Kontrollen vor Moscheen in Niedersachsen sollen eingestellt werden

Stimmen die Ad-hoc-Meldungen aus Niedersachsen, dann sollen die verdachtsunabhängigen Kontrollen vor Moscheen endlich eingestellt werden. Der niedersächsische Ministerpräsident Wulff soll nun Innenminister Schünemann gebeten haben, von den wiederkehrenden Kontrollen abzusehen, solange es keinen konkreten Verdacht gegen einen der Moscheebesucher gebe.

Stimmen die Ad-hoc-Meldungen aus Niedersachsen, dann sollen die verdachtsunabhängigen Kontrollen vor Moscheen endlich eingestellt werden. Der niedersächsische Ministerpräsident Wulff soll nun Innenminister Schünemann gebeten haben, von den wiederkehrenden Kontrollen abzusehen, solange es keinen konkreten Verdacht gegen einen der Moscheebesucher gebe.

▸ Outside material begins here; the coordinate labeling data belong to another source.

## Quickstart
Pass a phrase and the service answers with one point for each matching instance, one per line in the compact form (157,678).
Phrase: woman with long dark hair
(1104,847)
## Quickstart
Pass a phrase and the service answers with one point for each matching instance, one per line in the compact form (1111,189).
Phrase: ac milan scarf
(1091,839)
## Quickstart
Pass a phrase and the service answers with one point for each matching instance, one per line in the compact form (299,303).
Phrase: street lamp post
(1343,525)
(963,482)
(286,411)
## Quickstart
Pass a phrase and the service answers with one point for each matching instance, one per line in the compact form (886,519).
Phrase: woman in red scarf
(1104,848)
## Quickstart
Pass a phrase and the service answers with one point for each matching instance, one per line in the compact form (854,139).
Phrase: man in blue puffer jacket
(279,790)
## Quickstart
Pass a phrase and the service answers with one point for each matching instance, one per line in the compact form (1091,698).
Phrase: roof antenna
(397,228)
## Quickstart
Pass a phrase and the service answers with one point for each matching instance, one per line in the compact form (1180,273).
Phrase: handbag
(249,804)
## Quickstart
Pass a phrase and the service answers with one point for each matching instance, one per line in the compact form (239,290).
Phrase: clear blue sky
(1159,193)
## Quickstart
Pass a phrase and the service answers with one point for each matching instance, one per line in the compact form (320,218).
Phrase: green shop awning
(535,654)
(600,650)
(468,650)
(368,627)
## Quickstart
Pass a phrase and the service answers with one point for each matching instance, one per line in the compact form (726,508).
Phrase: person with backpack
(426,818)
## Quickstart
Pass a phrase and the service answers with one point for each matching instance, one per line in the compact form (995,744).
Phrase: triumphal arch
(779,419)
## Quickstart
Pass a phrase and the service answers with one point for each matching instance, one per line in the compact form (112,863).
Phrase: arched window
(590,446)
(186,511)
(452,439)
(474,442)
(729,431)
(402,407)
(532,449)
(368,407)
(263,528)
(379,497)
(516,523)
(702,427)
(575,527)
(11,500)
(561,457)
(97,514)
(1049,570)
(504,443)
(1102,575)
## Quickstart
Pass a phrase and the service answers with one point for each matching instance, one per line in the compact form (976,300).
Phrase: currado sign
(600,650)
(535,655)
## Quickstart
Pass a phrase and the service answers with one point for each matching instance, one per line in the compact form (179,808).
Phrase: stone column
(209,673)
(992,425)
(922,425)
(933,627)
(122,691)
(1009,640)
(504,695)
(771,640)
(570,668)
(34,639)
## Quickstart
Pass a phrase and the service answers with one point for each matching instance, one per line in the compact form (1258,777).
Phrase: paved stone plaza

Wie selbstverständlich doch die Bitte des Ministerpräsidenten klingt, Menschen bei ihrer Religionsausübung nicht zu stören, solange es dazu keinen konkreten Verdacht gibt. Dennoch hat es fast ein Jahrzehnt gedauert, bis der Ministerpräsident seinen Innenminister zur Vernunft gerufen hat. Denn die verdachtsunabhängigen Kontrollen vor Moscheen in Niedersachsen stehen für die Betroffenen nicht erst seit letztem Jahr auf der Tagesordnung. Diese diskriminierenden und erniedrigenden Kontrollen werden seit Jahren durchgeführt. Seit Jahren hat aber die notwendige öffentliche Empörung gegenüber diesen Maßnahmen gefehlt.

Dass diese Thematik im letzten Jahr immer wieder in die öffentliche Diskussion kam, ist zweifellos auch dem beherzten Aufgreifen des Themas durch die niedersächsische Landtagsabgeordnete Filiz Polat (Grüne) zu verdanken, die die Kontrollen immer wieder in die Öffentlichkeit und die Landtagstagesordnung gebracht hat.

Mit ihren Anträgen im Landtag Niedersachsen ist etwas mehr Licht in diese, vom Innenministerium hinsichtlich ihres angeblichen „Erfolges“ diffus gehaltenen Maßnahmen gelangt. Aber auch die aktuellen Stellungnahmen des Innenministers zum Thema im Landtag fielen weniger durch ihre klärenden Worte, als vielmehr durch die Falschdarstellung der vermeintlichen Akzeptanz unter den Muslimen und auch die fehlenden Informationen über das Gesamtausmaß dieser Maßnahmen auf.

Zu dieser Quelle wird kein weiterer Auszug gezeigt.